While the remaining 35% can be invested in debt or the money market.
Among all types of equity funds, Focused funds have a very concentrated portfolio. Because focused funds contain only 20 to 30 stocks in the portfolio.
The fund manager has the right to select stocks from any market cap-related stock.
Focused funds are suitable for aggressive investors.
Tax on Different Types of Equity Funds
There is short term and long term capital gain tax applicable on the equity mutual funds.
If your investment period is less than 12 months and if you are earning any profit you are in the category of STCG (Short Term Capital Gain).
The tax which is applicable in STCG is 15% on your profit.
While
Your investment period is more than 12 month than LTCG (Long Term Capital Gain) is applicable.

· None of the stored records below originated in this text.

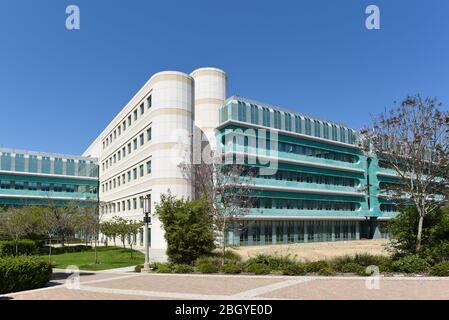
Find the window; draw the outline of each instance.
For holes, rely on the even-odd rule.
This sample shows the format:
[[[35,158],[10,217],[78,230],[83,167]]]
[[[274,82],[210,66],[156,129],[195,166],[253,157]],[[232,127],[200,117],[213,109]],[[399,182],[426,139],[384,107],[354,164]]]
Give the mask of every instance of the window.
[[[140,114],[142,115],[142,114],[144,114],[144,112],[145,112],[145,106],[144,106],[144,104],[142,103],[142,104],[140,105]]]
[[[332,125],[332,140],[337,141],[337,126],[335,124]]]
[[[312,122],[310,121],[310,119],[306,118],[306,134],[307,135],[312,135]]]
[[[141,177],[143,177],[143,164],[141,164],[139,166],[139,174],[140,174]]]
[[[151,174],[151,160],[147,162],[147,174]]]
[[[239,101],[237,108],[238,108],[238,120],[246,122],[246,105],[245,105],[245,103]]]
[[[122,127],[119,126],[119,127],[118,127],[118,135],[121,135],[121,134],[122,134]]]
[[[137,150],[137,138],[133,140],[134,150]]]
[[[150,96],[147,98],[147,106],[148,106],[148,109],[151,108],[152,104],[153,104],[153,101],[152,101],[151,94],[150,94]]]
[[[147,141],[151,140],[151,128],[147,129]]]
[[[133,209],[136,210],[137,209],[137,199],[133,198]]]
[[[126,130],[126,121],[123,121],[123,131]]]
[[[323,124],[323,138],[329,139],[329,125],[327,123]]]
[[[132,122],[132,120],[131,120],[131,116],[128,116],[128,126],[130,126],[130,125],[131,125],[131,122]]]
[[[123,183],[123,184],[126,183],[126,181],[125,181],[125,174],[122,174],[122,183]],[[123,209],[123,210],[124,210],[124,209]]]
[[[137,109],[134,110],[134,121],[136,121],[136,120],[137,120]]]
[[[131,181],[131,171],[128,171],[128,182]]]
[[[292,116],[289,113],[285,114],[285,130],[292,131]]]
[[[251,105],[251,123],[259,124],[259,108],[254,104]]]
[[[133,179],[136,180],[137,179],[137,168],[133,169]]]
[[[296,133],[301,133],[301,117],[300,116],[295,116],[295,131]]]
[[[262,108],[262,120],[265,127],[270,126],[270,109]]]
[[[117,139],[117,131],[114,130],[114,140]]]
[[[346,129],[340,127],[340,141],[346,142]]]
[[[321,137],[321,123],[318,120],[314,121],[315,137]]]
[[[128,210],[131,210],[131,200],[126,200],[127,204],[128,204]]]
[[[281,129],[281,112],[277,110],[274,111],[274,127]]]
[[[118,159],[118,161],[120,161],[121,160],[121,152],[119,151],[119,152],[117,152],[117,159]]]
[[[131,153],[131,142],[128,143],[128,154],[130,154],[130,153]]]
[[[122,148],[122,154],[123,154],[123,158],[126,157],[126,148],[125,147]]]
[[[145,143],[145,137],[143,135],[143,133],[139,136],[140,139],[140,145],[143,146],[143,144]]]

In the LTCG the capital gain is tax free up to 1 lakh means in the single financial year if your profit from mutual fund is less than 1 lakh you do not need to pay any tax.
However, if your capital gain is more than 1 lakh, 10% tax is applicable on the profit amount over 1 lakh.

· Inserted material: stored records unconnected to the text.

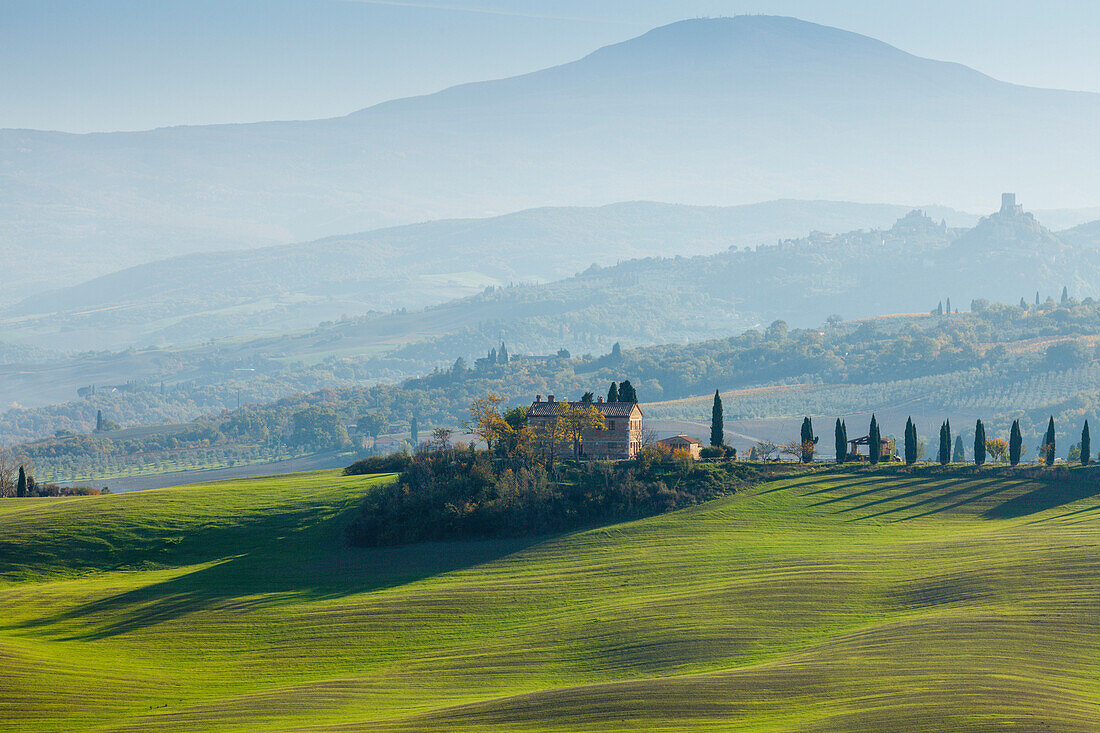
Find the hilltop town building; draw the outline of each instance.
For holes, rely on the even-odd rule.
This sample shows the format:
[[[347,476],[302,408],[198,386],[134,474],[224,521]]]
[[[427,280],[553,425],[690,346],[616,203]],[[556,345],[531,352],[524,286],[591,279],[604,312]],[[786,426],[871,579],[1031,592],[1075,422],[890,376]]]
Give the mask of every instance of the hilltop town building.
[[[1024,207],[1021,204],[1016,203],[1016,194],[1001,194],[1001,213],[1005,216],[1018,216],[1024,213]]]
[[[546,434],[550,423],[563,409],[594,407],[603,415],[603,427],[585,431],[581,436],[581,457],[592,459],[629,459],[642,447],[642,408],[633,402],[555,402],[554,395],[544,401],[538,395],[527,410],[527,424],[536,435]],[[562,455],[572,455],[572,446],[559,446]]]

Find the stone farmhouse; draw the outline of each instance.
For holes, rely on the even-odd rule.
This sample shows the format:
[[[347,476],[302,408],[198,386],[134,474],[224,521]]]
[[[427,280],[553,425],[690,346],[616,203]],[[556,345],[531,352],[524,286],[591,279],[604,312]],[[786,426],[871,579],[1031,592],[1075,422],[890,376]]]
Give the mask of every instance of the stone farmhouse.
[[[690,455],[692,460],[699,460],[703,454],[703,441],[698,438],[693,438],[690,435],[673,435],[671,438],[662,438],[657,441],[657,445],[663,445],[671,450],[685,450]]]
[[[633,402],[555,402],[554,395],[544,401],[538,395],[527,410],[527,424],[539,433],[558,419],[563,407],[595,407],[603,415],[603,427],[587,430],[581,436],[581,457],[601,460],[630,459],[642,447],[642,408]],[[563,454],[572,454],[571,446],[563,446]]]

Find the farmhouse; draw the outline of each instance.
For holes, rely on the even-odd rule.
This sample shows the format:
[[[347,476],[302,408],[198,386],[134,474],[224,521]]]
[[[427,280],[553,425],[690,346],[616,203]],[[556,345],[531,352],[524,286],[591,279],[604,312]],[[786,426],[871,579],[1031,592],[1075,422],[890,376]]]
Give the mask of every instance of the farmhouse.
[[[546,432],[562,410],[594,407],[603,415],[603,426],[581,435],[581,457],[593,459],[629,459],[642,447],[642,408],[634,402],[555,402],[554,395],[544,401],[537,395],[527,410],[527,424],[536,432]],[[571,453],[571,446],[561,452]]]
[[[693,438],[690,435],[673,435],[671,438],[662,438],[657,441],[658,444],[666,446],[672,450],[686,450],[691,454],[691,458],[694,461],[699,460],[703,453],[703,442],[698,438]]]

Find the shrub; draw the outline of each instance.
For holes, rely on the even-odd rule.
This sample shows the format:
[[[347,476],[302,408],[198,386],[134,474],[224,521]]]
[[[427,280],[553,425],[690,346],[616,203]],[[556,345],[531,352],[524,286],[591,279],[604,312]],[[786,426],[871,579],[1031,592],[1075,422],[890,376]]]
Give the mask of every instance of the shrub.
[[[345,476],[363,476],[372,473],[400,473],[409,467],[408,453],[391,453],[388,456],[370,456],[344,469]]]
[[[541,464],[502,463],[486,451],[418,453],[406,457],[398,481],[372,487],[349,539],[377,546],[536,536],[690,506],[764,475],[758,466],[643,453],[635,461],[558,464],[553,474]]]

There are also other types of equity funds, such as value funds, contra funds, and Flexicap funds. But that funds are somewhat similar to the funds which are mentioned above in detail in this article.
To get more detail about all this please visit Mutual Fund Sahi hai
Conclusion
So, In this post, we have taken the knowledge about the 7 most popular types of equity funds in detail. These equity funds are Large-cap funds, Mid-cap funds, Small-cap funds, Multi-cap funds, Sectorial funds, ELSS funds, and Focused Funds.
Frequently Ask Questions (FAQ)
What is an equity fund?
an equity fund is one that, invests a higher allocation of its portfolio in the companies which are publically listed on the stock exchange and all that different mutual fund schemes are created for different purposes.
As per the SEBI (Security and Exchange Board of India) rules, equity mutual funds must invest at least 65% of their portfolio in equity or equity-related instruments.
What is a Large-cap fund?
Large-cap funds are those, which allocate at least 80% of the portfolio to large-cap companies. Examples of large-cap companies are TCS, Reliance, and HDFC Bank.
What is a Mid-cap fund?
Mid-cap funds are those, which allocate at least 65% of the portfolio to mid-cap companies. Examples of mid-cap companies are Tata Consumer, SRF, and IRCTC.
What is a small-cap Fund?
Small-cap funds are those, which allocate at least 65% of the portfolio to small-cap companies. Examples of small-cap companies are Affle India, Bajaj Consumer, and Deepak Nitrite.
What is a multi-cap fund?
Multi-cap funds are those, which allocate at least 65% of the portfolio between large-cap, mid-cap, and small-cap companies.
What is a sectorial fund?
Sectorial Fund invests only in that stocks which blogs to the same sector. Such as the pharma sector, IT sector, consumer durable Sector, etc.
What is an ELSS (Equity Link Saving Scheme) fund?
Among all types of equity funds, ELSS funds are that provide the benefit of tax deduction under section 80C and have a locking period of a minimum of 3 years for investment.
What is a focused fund?
A focused fund is one that has the limitation to invest in a maximum of 30 stocks in the portfolio.